Copp's Hill Burying Ground
Copp's Hill Burying Ground

© Jim Reynolds

Founded in 1659 by the city of Boston, this historic burying ground was named after William Copp and his family, a local shoemaker in the area who settled on the land around 1635. The grounds boast views of the Bunker Hill Memorial and the USS Constitution in the distance, is one of the last stops along the Freedom Trail, and is the second oldest burying ground in Boston.

Added to the National Historic Register in 1974, this is the final resting place for many notable Bostonians from the colonial era, individuals from the Boston Tea Party, as well as many ordinary merchants, artisans, and crafts people who lived in the North End.

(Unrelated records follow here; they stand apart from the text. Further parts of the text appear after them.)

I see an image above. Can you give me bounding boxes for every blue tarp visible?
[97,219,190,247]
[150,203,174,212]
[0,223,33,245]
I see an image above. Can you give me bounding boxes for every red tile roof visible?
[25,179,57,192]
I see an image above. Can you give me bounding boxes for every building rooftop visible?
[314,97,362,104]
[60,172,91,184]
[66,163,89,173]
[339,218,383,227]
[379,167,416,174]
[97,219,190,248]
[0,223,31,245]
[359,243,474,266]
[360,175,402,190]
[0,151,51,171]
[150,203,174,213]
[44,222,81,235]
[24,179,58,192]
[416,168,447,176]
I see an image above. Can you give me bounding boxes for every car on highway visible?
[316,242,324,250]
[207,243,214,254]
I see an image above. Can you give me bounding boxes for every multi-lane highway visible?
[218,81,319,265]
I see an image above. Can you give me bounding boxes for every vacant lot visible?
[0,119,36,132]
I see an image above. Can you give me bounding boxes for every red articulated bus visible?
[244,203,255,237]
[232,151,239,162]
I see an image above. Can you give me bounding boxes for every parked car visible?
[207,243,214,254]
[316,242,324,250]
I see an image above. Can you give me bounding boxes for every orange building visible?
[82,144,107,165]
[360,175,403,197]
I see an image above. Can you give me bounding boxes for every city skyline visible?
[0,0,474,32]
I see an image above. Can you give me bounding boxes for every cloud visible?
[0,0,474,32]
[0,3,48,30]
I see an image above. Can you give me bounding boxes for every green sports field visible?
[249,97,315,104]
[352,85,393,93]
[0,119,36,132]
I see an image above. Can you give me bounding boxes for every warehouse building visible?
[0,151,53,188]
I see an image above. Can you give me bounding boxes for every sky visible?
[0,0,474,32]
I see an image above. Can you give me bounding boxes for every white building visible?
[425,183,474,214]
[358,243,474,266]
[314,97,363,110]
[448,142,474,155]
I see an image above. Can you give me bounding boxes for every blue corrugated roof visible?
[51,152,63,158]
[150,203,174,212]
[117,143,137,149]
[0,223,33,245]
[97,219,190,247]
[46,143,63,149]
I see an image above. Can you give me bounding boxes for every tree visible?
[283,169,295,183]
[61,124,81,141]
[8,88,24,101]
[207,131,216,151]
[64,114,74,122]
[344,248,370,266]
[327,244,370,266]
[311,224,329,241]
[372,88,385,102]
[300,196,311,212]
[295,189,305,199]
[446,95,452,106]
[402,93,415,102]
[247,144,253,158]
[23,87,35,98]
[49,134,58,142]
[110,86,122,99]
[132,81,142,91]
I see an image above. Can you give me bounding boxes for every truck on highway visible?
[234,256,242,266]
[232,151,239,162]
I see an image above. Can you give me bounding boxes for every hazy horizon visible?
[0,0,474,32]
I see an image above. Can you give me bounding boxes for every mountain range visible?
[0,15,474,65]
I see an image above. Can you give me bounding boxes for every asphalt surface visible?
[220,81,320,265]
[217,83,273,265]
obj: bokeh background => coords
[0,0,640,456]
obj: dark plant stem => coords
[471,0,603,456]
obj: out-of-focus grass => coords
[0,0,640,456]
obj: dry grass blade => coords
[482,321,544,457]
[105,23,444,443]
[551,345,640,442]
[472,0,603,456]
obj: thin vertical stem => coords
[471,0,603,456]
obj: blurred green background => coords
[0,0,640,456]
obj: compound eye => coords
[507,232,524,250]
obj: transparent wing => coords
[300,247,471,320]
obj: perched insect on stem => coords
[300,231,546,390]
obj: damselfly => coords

Among these resting souls are William Copp's children, Increase and Cotton Mather (Puritan ministers and prominent figures in the Salem Witch trials), Robert Newman (the patriot who placed the Paul Revere signal lanterns in Old North Church) and thousands of free African Americans who resided in the "New Guinea" community and were laid to rest in unmarked graves.

Copp's Hill Burying Ground is the former site for artillery practice by the British during the Battle of Bunker Hill in 1775, and bullet holes can still be seen in the rows of headstones today. The grounds bear 272 tombs and over 11,000 graves although it is believed that there are hundreds of others buried here that were not wealthy enough to afford their own plot and were simply buried on top of dug up graves. Many of the headstones are completely illegible today, but thanks to a grave register and Boston's Copp's Hill Burying Ground Guide, plots are fairly easy to locate.

Rumor has it that if you lift the top off the stone table found on the grounds, you would discover stairs running to underground caverns and tunnels. These tunnels connected certain people's houses, the burial grounds, and the sea and allowed residents to smuggle goods from merchant ships. Many of these tunnels have been closed off over the years, but the entrances to a number of them can still be found throughout the North End today.